Much of this discussion of promotion begs the question whether we can create data structures at the type-level to store information at compile-time. For example a type-level association list can be used to model a map between type-level symbols and any other promotable types. Together with type-families we can write down type-level traversal and lookup functions.
If we ask GHC to expand out the type signature we can view the explicit implementation of the type-level map lookup function.
(!!)
:: If
(GHC.TypeLits.EqSymbol "a" k)
('Just 1)
(If
(GHC.TypeLits.EqSymbol "b" k)
('Just 2)
(If
(GHC.TypeLits.EqSymbol "c" k)
('Just 3)
(If (GHC.TypeLits.EqSymbol "d" k) ('Just 4) 'Nothing)))
~ 'Just v =>
Proxy k -> Proxy v
Advanced Proofs
Now that we have the length-indexed vector let's go write the reverse function, how hard could it be?
So we go and write down something like this:
reverseNaive :: forall n a. Vec a n -> Vec a n
reverseNaive xs = go Nil xs -- Error: n + 0 != n
where
go :: Vec a m -> Vec a n -> Vec a (n :+ m)
go acc Nil = acc
go acc (Cons x xs) = go (Cons x acc) xs -- Error: n + succ m != succ (n + m)
Running this we find that GHC is unhappy about two lines in the code:
Couldn't match type ‘n’ with ‘n :+ 'Z’
Expected type: Vec a n
Actual type: Vec a (n :+ 'Z)
Could not deduce ((n1 :+ 'S m) ~ 'S (n1 :+ m))

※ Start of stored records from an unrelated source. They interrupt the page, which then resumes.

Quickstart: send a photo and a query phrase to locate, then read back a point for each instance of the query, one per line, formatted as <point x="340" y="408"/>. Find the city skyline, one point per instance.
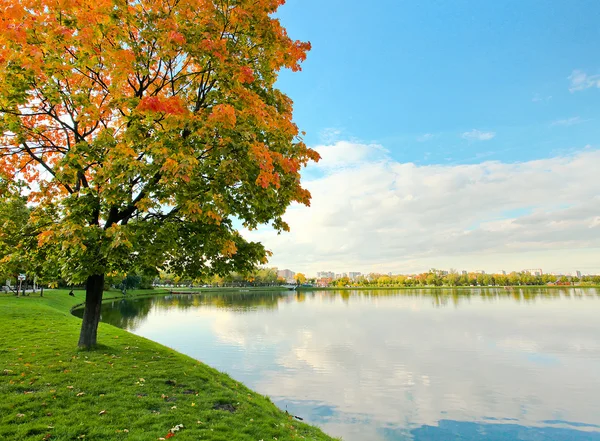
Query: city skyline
<point x="287" y="273"/>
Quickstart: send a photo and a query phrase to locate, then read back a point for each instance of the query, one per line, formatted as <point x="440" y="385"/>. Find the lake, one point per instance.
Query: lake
<point x="391" y="365"/>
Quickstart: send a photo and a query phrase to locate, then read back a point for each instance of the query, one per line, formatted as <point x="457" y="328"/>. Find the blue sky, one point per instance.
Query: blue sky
<point x="392" y="71"/>
<point x="454" y="134"/>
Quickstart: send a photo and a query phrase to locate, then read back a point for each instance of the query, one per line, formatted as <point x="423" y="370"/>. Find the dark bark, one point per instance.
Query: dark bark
<point x="91" y="314"/>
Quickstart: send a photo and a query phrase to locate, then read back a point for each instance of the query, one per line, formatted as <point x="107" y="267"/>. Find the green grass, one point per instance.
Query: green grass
<point x="129" y="388"/>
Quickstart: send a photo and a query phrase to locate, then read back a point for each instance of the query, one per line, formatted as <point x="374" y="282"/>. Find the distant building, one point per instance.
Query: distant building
<point x="286" y="274"/>
<point x="324" y="281"/>
<point x="534" y="272"/>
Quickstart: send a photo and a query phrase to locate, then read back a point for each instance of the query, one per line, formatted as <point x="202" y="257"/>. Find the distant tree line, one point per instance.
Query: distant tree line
<point x="453" y="278"/>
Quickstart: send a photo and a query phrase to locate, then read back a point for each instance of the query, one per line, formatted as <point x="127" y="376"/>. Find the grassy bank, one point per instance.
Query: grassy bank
<point x="408" y="288"/>
<point x="130" y="388"/>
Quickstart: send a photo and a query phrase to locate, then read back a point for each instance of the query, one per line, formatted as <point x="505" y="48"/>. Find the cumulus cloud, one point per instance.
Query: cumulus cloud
<point x="569" y="121"/>
<point x="370" y="212"/>
<point x="581" y="81"/>
<point x="477" y="135"/>
<point x="343" y="154"/>
<point x="537" y="98"/>
<point x="426" y="137"/>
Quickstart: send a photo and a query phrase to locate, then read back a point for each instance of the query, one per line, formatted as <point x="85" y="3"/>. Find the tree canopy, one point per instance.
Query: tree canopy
<point x="143" y="129"/>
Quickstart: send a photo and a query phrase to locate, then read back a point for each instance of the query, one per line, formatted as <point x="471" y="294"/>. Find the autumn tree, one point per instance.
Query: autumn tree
<point x="144" y="129"/>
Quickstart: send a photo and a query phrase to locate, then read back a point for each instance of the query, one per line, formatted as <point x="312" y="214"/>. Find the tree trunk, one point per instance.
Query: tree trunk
<point x="91" y="314"/>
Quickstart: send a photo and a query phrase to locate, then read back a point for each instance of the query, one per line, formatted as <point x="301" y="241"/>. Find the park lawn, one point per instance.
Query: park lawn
<point x="129" y="388"/>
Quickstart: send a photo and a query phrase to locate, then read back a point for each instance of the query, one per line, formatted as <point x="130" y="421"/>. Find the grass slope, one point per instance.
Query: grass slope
<point x="129" y="388"/>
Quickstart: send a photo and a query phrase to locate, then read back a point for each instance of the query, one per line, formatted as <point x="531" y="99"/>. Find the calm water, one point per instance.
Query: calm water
<point x="400" y="365"/>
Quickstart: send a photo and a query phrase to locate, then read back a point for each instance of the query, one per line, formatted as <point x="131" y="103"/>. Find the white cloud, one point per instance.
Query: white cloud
<point x="476" y="135"/>
<point x="370" y="212"/>
<point x="426" y="137"/>
<point x="569" y="121"/>
<point x="537" y="98"/>
<point x="330" y="135"/>
<point x="343" y="154"/>
<point x="581" y="81"/>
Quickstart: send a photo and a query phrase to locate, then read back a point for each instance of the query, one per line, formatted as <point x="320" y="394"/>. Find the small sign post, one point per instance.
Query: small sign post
<point x="20" y="278"/>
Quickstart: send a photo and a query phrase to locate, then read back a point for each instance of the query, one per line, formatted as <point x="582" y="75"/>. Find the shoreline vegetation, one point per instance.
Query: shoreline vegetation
<point x="128" y="387"/>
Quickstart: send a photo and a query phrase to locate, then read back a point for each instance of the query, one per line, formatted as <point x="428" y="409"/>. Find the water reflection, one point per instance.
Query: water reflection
<point x="437" y="364"/>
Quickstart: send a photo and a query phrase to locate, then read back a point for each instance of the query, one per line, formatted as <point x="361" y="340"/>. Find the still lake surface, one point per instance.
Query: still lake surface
<point x="391" y="365"/>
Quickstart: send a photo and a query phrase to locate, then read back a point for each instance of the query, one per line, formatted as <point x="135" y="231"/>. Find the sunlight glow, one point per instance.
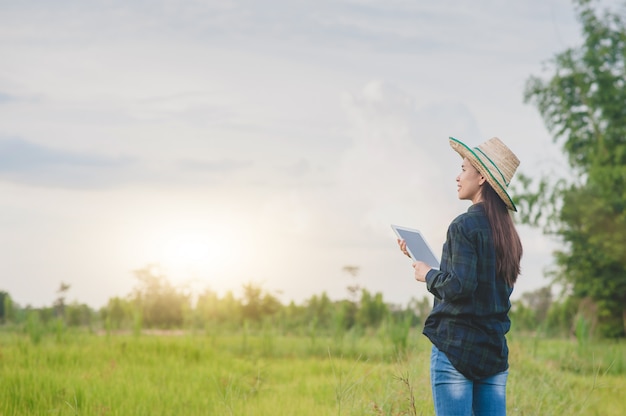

Expected type: Vec a1 (k :+ m)
Actual type: Vec a1 (n1 :+ 'S m)
As we unfold elements out of the vector we'll end up doing a lot of type-level
arithmetic over indices as we combine the subparts of the vector backwards, but
as a consequence we find that GHC will run into some unification errors because
it doesn't know about basic arithmetic properties of the natural numbers. Namely
that forall n. n + 0 = 0
and forall n m. n + (1 + m) = 1 + (n + m)
.
Which of course it really shouldn't be given that we've constructed a system at
the type-level which intuitively models arithmetic but GHC is just a dumb
compiler, it can't automatically deduce the isomorphism between natural numbers
and Peano numbers.
So at each of these call sites we now have a proof obligation to construct proof terms. Recall from our discussion of propositional equality from GADTs that we actually have such machinery to construct this now.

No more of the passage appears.